The story explores several issues, among them the idea that one can be envied or pitied and the emotional deprivation that often motivates overcompensation in both children and adults. (Madonna’s adult fans will want this book because it offers insights into where the Material Girl gets that nuclear power-plant drive.)
Four English schoolgirls have formed a tight friendship circle. (They like boys, so they are older than 6.) The four dance, have sleepovers, have nifty-looking bedrooms and clothes. (Jeffrey Fulvimari‘s froufrou illustrations with their Day-Glo hues serve as a magnet for pint-sized alpha girls.) The tale incorporates elements of the Cinderella story and sympathetically suggests what motivates those mean stepsisters. There is no prince, thank God.
The four dislike a girl named Binah. She is the kind of overcompensating child whom adults praise. She is smart, beautiful, athletic and kind to others. Perfection itself. The author makes it clear that it’s normal to hate what you envy. But Binah is sad and lonely.

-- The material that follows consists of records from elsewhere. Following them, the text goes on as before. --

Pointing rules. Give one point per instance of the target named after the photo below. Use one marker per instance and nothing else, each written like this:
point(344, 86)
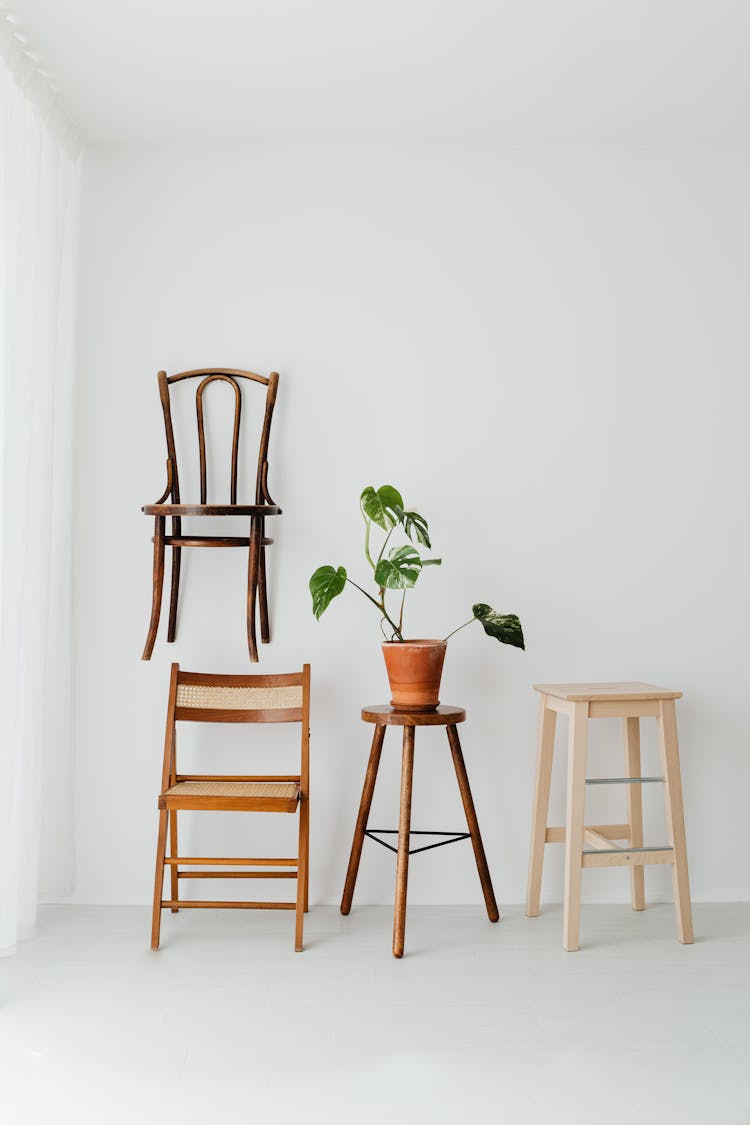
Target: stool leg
point(362, 818)
point(632, 731)
point(493, 912)
point(547, 728)
point(253, 561)
point(404, 828)
point(669, 750)
point(577, 744)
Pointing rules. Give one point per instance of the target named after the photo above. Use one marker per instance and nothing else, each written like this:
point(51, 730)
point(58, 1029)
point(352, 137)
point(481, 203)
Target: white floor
point(478, 1023)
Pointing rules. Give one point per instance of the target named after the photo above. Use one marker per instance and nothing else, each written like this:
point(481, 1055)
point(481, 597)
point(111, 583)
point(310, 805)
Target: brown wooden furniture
point(175, 510)
point(595, 846)
point(383, 717)
point(196, 698)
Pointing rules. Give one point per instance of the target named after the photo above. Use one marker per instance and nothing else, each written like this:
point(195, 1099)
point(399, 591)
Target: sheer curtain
point(38, 194)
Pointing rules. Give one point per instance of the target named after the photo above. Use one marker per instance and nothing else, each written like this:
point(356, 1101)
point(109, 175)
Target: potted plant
point(414, 666)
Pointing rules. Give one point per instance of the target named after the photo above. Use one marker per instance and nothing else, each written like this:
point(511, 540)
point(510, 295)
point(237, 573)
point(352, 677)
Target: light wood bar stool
point(595, 846)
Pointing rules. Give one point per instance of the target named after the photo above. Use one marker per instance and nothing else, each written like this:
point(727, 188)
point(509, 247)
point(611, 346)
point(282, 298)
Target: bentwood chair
point(196, 698)
point(175, 510)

One night during a sleepover, a fairy godmother visits and takes the quartet on a secret viewing of Binah’s life. As in Madonna’s childhood, Binah’s mother is dead. Binah keeps house for her father and cooks and cleans, tasks the quartet’s moms do. Her dreary bedroom is nothing like theirs. The only lovely thing: a photo of her mother. (The story will resonate with those who have lost a parent as a child through death or desertion.) The four realize Binah should neither be envied nor pitied but treated with kindness and included in the group.
Forget Madonna’s wild ways. She offers a vital message for girls. Judge the book, not the author.